SUITE IN QUATTRO PARTI
Seconda parte: Città (segue dal numero precedente)
Quel modo ingenuamente idealistico di intendere la vita agreste era anche alla base dei fallimentari quanto teneri tentativi di creare comuni agricole autosufficienti da parte di certi giovani.
Se si tiene conto che i terreni coltivati da quei dolci sognatori, come si vede in Easy rider di Dennis Hopper buonanima, erano i più disgraziati e improduttivi proprio perché erano quelli appunto abbandonati da coloro che avevano fatto la scelta contraria di urbanizzarsi, si capisce uno dei motivi per cui il tentativo del ritorno alla terra di derivazione hippy fallì. Anche se ovviamente non fu l’unica causa della débacle.
Anche i Genesis di Gabriel cantarono la loro protesta contro l’urbanizzazione vincente. Se in Get ‘em out by friday (Sfrattateli entro venerdì) rivelarono giustamente i loro timori riguardo a un’edilizia elefantiaca manovrata da speculatori senza scrupoli, in The chamber of 32 doors dissero invece una banale stupidaggine.
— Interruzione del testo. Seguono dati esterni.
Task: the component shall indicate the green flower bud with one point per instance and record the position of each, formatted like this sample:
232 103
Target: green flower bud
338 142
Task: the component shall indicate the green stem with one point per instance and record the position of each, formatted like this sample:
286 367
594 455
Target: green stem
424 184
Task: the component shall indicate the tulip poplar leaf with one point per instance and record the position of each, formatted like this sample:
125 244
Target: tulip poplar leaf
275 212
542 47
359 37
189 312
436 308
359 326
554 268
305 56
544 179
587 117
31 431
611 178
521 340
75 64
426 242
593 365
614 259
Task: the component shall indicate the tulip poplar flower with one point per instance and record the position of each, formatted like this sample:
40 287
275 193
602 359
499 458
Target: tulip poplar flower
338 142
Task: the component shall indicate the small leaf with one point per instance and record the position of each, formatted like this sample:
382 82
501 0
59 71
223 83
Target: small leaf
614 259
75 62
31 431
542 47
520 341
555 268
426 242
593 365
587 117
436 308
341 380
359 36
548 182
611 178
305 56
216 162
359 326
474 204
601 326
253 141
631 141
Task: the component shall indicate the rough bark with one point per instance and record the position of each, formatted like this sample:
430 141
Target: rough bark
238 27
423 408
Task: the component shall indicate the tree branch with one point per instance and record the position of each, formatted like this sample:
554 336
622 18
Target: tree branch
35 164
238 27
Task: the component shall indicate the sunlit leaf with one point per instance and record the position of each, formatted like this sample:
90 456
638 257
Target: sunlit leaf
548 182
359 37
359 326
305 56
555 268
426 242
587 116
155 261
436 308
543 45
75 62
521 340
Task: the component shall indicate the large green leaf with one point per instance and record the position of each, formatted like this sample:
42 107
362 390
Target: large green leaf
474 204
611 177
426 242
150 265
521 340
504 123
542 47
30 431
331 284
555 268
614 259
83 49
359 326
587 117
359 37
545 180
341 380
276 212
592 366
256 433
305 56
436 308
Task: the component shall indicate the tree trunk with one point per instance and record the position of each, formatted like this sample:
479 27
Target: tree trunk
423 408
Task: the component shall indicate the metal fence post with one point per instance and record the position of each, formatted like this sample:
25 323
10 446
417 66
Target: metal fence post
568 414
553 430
A un certo punto il testo della canzone affermava “preferisco fidarmi di un uomo di campagna, piuttosto che di uno di città” adducendo come motivo il fatto che il villico “lavora con le proprie mani”, più altre sciocchezze. Ma l’uomo di campagna, cioè l’agricoltore o come dicono le favole “il contadino”, non era personaggio degno di molta fede e questo a cominciare dal fatto che a quei tempi, nonostante egli guadagnasse molti soldi (cifre che operai e impiegati neanche si sognavano) piangeva ipocritamente miseria. Chiaramente sto parlando di quelli che possedevano del buon terreno e non degli altri che avevano abbandonato la professione.
Inoltre “il contadino” non amava affatto la natura, perché ne aveva una visione unicamente utilitaristica. Era molto ignorante e fiero di esserlo, e considerava stramberie inutili tutto ciò che riguardava l’arte. Per lui la musica si esauriva in cose tipo liscio e odiava i capelloni hippy che invece lo avevano eletto al ruolo di eroe romantico paladino di sacri valori e difensore di paesaggi incontaminati. Purtroppo anche su quest’ultimo punto i giovani ingenui si sbagliavano, perché sempre ai tempi dei Genesis di Gabriel, “i contadini” resisi conto di avere accumulato dei notevoli gruzzoli, cominciarono ad abbandonare le avite dimore rurali e iniziarono ad attentare alla bellezza della campagna costruendo per sé nuove villette monofamigliari prive di gusto.
La verità è che la cultura popolare di origine rurale era morta e agli uomini di campagna (di cui ci si sarebbe dovuti fidare perché lavoravano con le proprie mani, stando a Gabriel & Co.) non importava un accidente.
Così, sempre ai tempi dei Genesis, dalla Gran Bretagna e dalla Francia alcuni gruppi di giovani musicisti seri e capaci iniziarono a scavare alla ricerca delle proprie radici culturali e fondarono una corrente che venne definita Folk Revival. Gente come Pentangle, Fairport Convention, Steeleye Span, Alan Stivell, Lyonesse, eccetera, non solo ci riproposero con successo la musica che i campagnoli non volevano più sentire (e di cui addirittura si vergognavano), ma impararono a ricostruire con grande abilità anche gli strumenti della tradizione caduti in disgrazia.
Intanto però andava per la maggiore la facile retorica di Cat Stevens che cantava Where do the children play? (Dove giocheranno i bambini?) non sapendo che già perfino allora lo spazio verde sul quale i bambini potevano giocare era maggiore nelle città che nelle squallide campagne razionali e iperproduttive.